I have a testing app that ends up failing due to the journal_mode support seeming to not supported the same on the centos platform.
As part of initializing the journal_mode the sqlite3 code for unixLockSharedMemory calls ftruncate as part of some validation checking.
sqlite3.c ln 38018.
The first thread to arrive at this code succeeds and physical -shm and -wal files are created on disk for the db.
The next thread to arrive at this code fails with error code (22)
EINVAL The argument length is negative or larger than the maximum file size. The comment around the call to ftruncate seems to indicate that the connection is assumed to be the first connection but this is actually the second.
This seems to indicate that the journal behavior does not support multiple connections to the same db file on the Centos platform.
Any suggestions for how to properly set this up? Or should I change to a single connection per process?
Is the file located on a local filesystem?
Yes the -wal and -shm files are on the local file system.
I suspect you've got cross-thread data leakage. You cannot, for example, use one thread to query the DB and another to consume the results from that query without making a copy in RAM before passing the data off to the other thread.
When I get the failure it is at initialization time for the db connection.
the Pragma statement being executed is "PRAGMA journal_mode = WAL" this results in the SQL error code 'SQLITE_IOERR_SHMOPEN' being returned.
digging into the sqlite.c file that is where I tracked the failing piece to be the truncate call.
What file system are you using?
digging into the sqlite.c file
Can you replicate the error with a non-amalgam build of SQLite? For example, do any of
test/thread* fail on that same system?
I am using the WSL install of Centos on my windows machine so I can debug. This is the file system information for that setup.
NOTE: my code is located in the c: directory structure. The windows format for that drive is NTFS
Filesystem Type Size Used Avail Use% Mounted on
rootfs wslfs 954G 400G 554G 42% /
none tmpfs 954G 400G 554G 42% /dev
none tmpfs 954G 400G 554G 42% /run
none tmpfs 954G 400G 554G 42% /run/lock
none tmpfs 954G 400G 554G 42% /run/shm
none tmpfs 954G 400G 554G 42% /run/user
tmpfs tmpfs 954G 400G 554G 42% /sys/fs/cgroup
C:\ drvfs 954G 400G 554G 42% /mnt/c
So this thing you are reporting is an problem with an emulator?

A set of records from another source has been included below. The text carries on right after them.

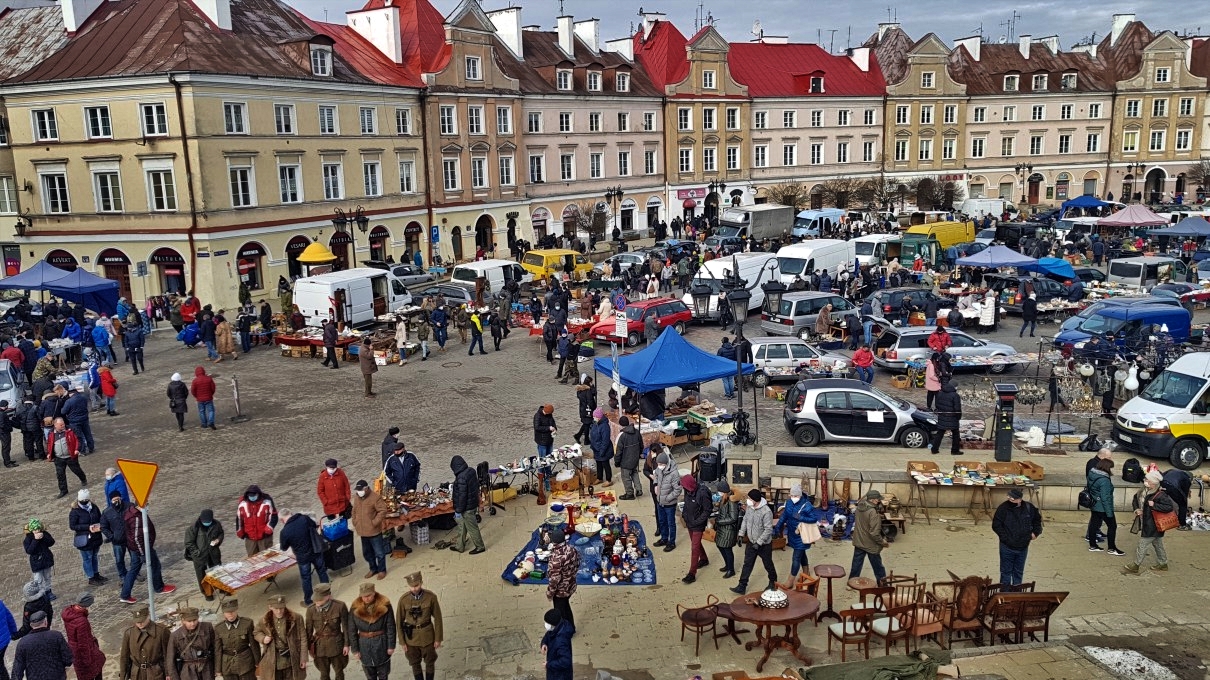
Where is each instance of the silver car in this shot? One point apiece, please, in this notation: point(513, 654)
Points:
point(897, 345)
point(771, 352)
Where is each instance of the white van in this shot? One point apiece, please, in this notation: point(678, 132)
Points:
point(497, 272)
point(754, 268)
point(802, 259)
point(353, 297)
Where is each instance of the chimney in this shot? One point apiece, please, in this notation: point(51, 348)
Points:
point(75, 12)
point(508, 28)
point(649, 23)
point(623, 46)
point(860, 57)
point(589, 33)
point(1119, 23)
point(973, 45)
point(566, 36)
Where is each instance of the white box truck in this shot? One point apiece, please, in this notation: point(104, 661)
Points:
point(353, 297)
point(766, 220)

One that has never been encountered by anyone using "the real thing"?
Have you considered that the problem may have nothing whatsoever to do with SQLite3 but is rather a defect in the emulator you are using and you should be directing your problem there instead of here so that they can make their emulator work more better?

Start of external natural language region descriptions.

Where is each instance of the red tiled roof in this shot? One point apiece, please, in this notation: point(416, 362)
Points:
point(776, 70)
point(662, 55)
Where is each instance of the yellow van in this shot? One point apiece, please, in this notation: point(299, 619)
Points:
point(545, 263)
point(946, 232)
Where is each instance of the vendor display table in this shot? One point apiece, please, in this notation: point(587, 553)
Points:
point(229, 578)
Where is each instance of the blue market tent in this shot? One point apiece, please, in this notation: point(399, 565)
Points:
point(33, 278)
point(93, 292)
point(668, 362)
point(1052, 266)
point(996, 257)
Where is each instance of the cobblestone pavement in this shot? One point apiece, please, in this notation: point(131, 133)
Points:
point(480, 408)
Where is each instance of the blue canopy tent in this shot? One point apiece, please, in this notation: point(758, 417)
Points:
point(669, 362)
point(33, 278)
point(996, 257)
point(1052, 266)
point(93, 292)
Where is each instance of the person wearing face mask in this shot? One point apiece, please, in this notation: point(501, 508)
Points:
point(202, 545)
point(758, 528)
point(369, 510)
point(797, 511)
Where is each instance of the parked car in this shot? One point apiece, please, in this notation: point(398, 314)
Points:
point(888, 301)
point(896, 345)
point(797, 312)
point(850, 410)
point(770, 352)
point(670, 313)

I am seeing it as well on our build machines, which are running Centos but am less able to debug on that hardware directly.

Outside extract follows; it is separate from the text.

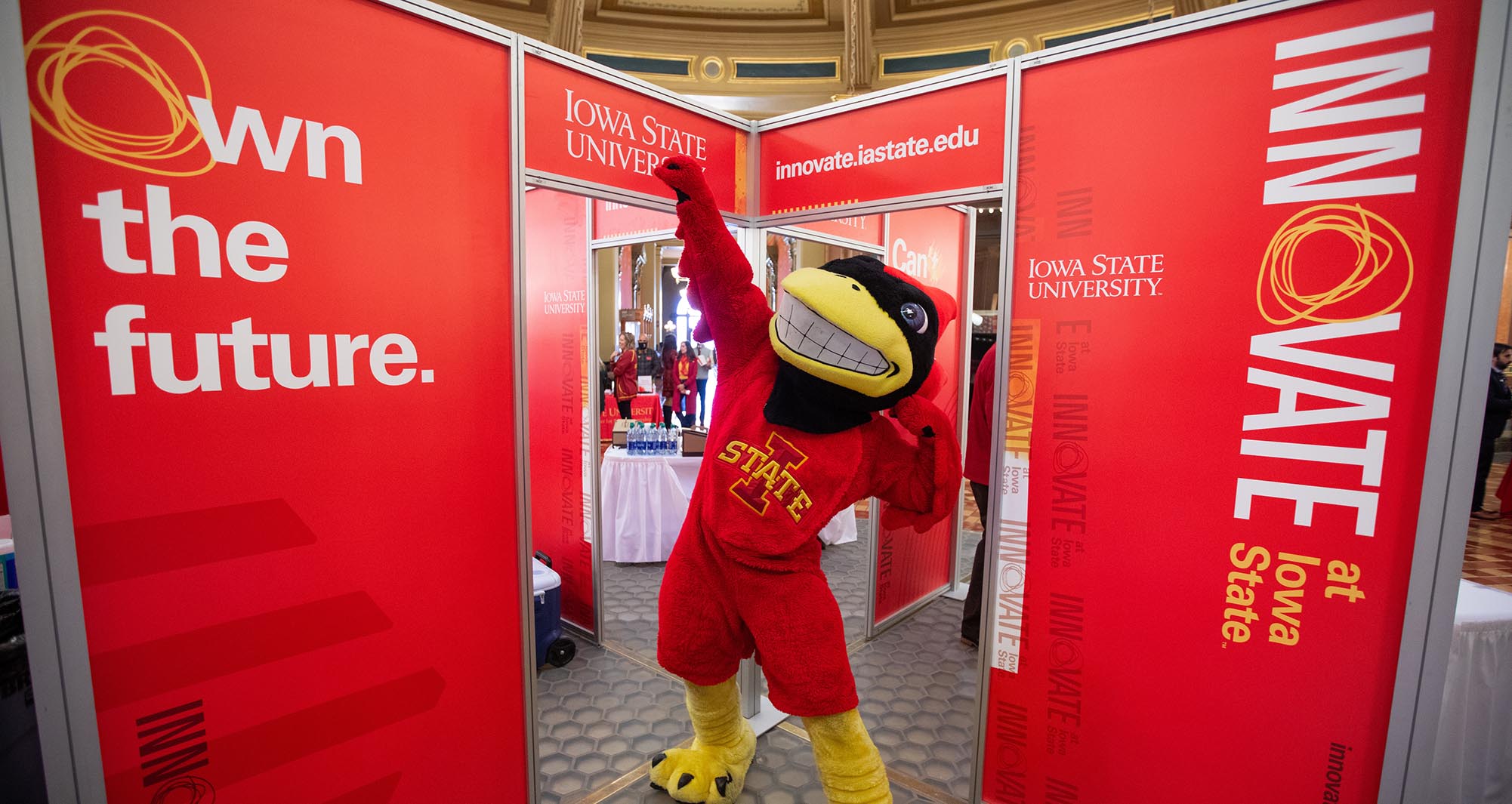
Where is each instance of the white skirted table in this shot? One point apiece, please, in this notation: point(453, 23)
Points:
point(1473, 756)
point(644, 501)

I will take a different approach and use a single connection to a db as part of my process.
What does "uname -a" have to say about the running CentOS, for example:
Linux xxx 5.8.3-x86_64-linode137 #1 SMP PREEMPT Mon Aug 24 14:50:33 EDT 2020 x86_64 x86_64 x86_64 GNU/Linux
and the release of CentOS:
# cat /etc/centos-release CentOS release 6.10 (Final) #
Are you actually running the code (in your production environment) on an actual Linux kernel or rather on some kiddie-tainer (there are lots of these that go by lots of amusing names) which claims (or often does not claim but many seem to assume) to support the needed capabilities?
If this is WSL 2, then try a VM instead, so that you'll at least be running on a supported filesystem.
on my windows machine so I can debug
There are debuggers on CentOS. I would not be surprised to find that they work poorly on WSL1, but I'd expect them to work well on WSL2, and even better on a HyperV VM.
So, not CentOS, then, which does not support NTFS.
This is a file system access error you're getting, so yes, using a nonstandard kernel atop a nonstandard file system for that kernel is relevant, so you should have reported it from the start.
Does the problem happen on the "real" CentOS machines? Can you replicate it on a VM?